En d'autres termes, cette comparaison était licite au regard de l'article 1382 du Code civil.
Cependant, dans un second temps, la Cour de
cassation a censuré partiellement l'arrêt d'appel qui avait rejeté le grief de
publicité illicite. Selon l'arrêt, "une
publicité comparative ne peut entraîner le discrédit ou le dénigrement des
marques, noms commerciaux, autres signes distinctifs, biens, services, activité
ou situation d'un concurrent". Or, en l'espèce, "la publicité litigieuse mettait exclusivement en avant une
caractéristique négative du produit d'un concurrent, présentée dans des
conditions de nature à jeter le discrédit sur celui-ci".
En somme, une publicité peut à la fois être licite
sur le plan du parasitisme (la référence au concurrent étant elle-même
justifiée) et illicite sur le plan de la publicité comparative si elle dénigre
le concurrent.
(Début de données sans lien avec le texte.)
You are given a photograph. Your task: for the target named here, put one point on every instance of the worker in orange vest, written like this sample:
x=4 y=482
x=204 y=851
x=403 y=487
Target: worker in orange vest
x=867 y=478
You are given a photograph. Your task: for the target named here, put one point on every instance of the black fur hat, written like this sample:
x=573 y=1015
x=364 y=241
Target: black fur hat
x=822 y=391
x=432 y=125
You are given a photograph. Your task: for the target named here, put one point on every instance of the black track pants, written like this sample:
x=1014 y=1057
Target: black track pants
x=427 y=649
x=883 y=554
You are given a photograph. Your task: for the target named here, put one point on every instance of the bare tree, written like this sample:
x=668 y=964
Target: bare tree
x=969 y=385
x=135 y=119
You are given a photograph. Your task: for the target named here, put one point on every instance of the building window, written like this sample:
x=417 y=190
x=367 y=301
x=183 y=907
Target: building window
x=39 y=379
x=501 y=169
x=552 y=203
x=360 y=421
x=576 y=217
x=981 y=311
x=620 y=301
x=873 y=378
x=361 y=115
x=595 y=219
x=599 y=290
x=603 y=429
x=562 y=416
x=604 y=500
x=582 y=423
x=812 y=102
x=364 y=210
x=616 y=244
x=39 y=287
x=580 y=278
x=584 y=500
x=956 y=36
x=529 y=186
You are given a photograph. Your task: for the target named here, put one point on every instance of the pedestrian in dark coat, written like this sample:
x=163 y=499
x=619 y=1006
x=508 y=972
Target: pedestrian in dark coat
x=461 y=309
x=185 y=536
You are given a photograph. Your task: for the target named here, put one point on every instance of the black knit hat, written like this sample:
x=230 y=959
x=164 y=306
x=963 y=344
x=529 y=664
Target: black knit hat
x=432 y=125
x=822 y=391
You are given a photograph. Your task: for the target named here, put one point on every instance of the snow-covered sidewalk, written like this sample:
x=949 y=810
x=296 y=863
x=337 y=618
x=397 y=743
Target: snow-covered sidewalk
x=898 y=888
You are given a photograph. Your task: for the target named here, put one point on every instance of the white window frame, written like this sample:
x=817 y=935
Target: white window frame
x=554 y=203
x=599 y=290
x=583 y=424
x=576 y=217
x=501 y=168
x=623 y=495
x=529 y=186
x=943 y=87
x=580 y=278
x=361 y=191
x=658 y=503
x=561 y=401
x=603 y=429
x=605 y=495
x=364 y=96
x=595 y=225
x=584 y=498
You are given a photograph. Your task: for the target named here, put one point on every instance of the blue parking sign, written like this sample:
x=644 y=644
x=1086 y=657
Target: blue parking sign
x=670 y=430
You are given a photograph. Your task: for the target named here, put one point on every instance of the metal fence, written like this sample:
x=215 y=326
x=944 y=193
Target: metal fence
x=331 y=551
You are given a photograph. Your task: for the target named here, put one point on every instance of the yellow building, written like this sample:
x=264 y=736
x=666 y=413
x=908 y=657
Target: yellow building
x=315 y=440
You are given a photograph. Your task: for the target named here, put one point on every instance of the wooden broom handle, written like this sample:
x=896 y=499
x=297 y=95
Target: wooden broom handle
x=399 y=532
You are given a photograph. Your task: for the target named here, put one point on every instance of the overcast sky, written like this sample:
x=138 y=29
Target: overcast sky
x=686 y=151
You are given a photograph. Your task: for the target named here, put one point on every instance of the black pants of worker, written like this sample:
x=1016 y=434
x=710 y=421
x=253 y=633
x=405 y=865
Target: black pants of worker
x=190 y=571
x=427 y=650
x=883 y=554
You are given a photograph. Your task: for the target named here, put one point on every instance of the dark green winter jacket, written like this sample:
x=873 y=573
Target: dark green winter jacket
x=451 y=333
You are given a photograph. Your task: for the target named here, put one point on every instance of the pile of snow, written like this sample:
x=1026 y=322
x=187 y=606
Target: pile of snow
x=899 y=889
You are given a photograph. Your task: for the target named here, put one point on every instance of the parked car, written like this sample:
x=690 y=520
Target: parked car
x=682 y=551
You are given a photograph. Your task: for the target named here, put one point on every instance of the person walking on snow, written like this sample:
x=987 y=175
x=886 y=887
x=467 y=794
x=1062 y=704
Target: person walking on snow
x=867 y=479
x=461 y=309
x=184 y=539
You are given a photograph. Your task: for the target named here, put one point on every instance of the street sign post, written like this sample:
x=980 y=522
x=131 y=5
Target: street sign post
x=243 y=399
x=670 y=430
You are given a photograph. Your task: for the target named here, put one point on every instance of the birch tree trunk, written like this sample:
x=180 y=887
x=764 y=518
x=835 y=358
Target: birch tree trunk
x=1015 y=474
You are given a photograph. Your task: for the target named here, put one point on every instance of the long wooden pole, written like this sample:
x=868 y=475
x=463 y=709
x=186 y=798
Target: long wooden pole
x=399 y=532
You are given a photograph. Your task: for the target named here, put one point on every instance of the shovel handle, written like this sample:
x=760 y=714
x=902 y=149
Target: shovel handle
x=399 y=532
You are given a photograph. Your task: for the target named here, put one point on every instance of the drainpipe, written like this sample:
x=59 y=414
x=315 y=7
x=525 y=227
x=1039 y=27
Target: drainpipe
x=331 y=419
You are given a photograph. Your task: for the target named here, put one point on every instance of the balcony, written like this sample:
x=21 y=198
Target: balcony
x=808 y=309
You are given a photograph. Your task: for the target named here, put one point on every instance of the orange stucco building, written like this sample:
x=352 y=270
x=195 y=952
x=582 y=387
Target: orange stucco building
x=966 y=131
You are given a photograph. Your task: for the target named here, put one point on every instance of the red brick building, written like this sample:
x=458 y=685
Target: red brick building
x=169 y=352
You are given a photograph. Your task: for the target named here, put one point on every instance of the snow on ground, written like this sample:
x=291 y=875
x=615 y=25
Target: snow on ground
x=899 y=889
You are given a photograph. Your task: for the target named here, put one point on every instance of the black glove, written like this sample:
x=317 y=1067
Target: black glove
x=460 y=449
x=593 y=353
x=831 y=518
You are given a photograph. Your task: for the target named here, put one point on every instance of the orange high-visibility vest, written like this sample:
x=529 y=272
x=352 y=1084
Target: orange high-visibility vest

Il s'agit pourtant bien ici de l'intérêt de toute publicité
comparative, qui va systématiquement mettre en scène un aspect de deux
produits, les placer en balance et, évidemment, en tirer une conclusion
favorable au produit de l'annonceur.
En l'espèce, la Cour de cassation reproche à Bodum
d'avoir diffusé une publicité comparative qui ne met l'accent que sur un seul
aspect du produit concurrent. Il aurait donc fallu, selon la Cour, que la
publicité comparât différentes caractéristiques des deux systèmes.
Cette solution rejoint celle retenue par une
ordonnance de référé du Président du Tribunal de commerce de Nanterre rendue le
5 juillet 2012, par laquelle il avait été considéré qu'était illicite une
publicité comparative qui ne se livrait pas à une "comparaison directe" de deux appareils concurrents et
qui restait "très laconique sur les
fonctionnalités de l'appareil" proposé à la vente par l'annonceur.
Dans cette publicité, seul l'argument tarifaire était mis en avant.
Il résulte de la combinaison de ces deux décisions
que la publicité comparative doit être maniée en France avec grande prudence.
Alors qu'elle est monnaie courante de l'autre côté de l'Atlantique, elle
dégénère ici souvent en publicité illicite, en particulier lorsque le message
qu'elle sous-tend reste trop succinct et ne permet pas à un consommateur normalement
attentif d'effectuer une véritable comparaison des produits. Dans ce cas, le
manque de précision confine à la tromperie.
En conclusion, si l'on veut comparer dans la
publicité, il faut le faire jusqu'au bout et ne pas se contenter de mettre
l'accent sur un aspect unique du produit. La publicité doit être loyale, claire
et permettre une information complète des consommateurs.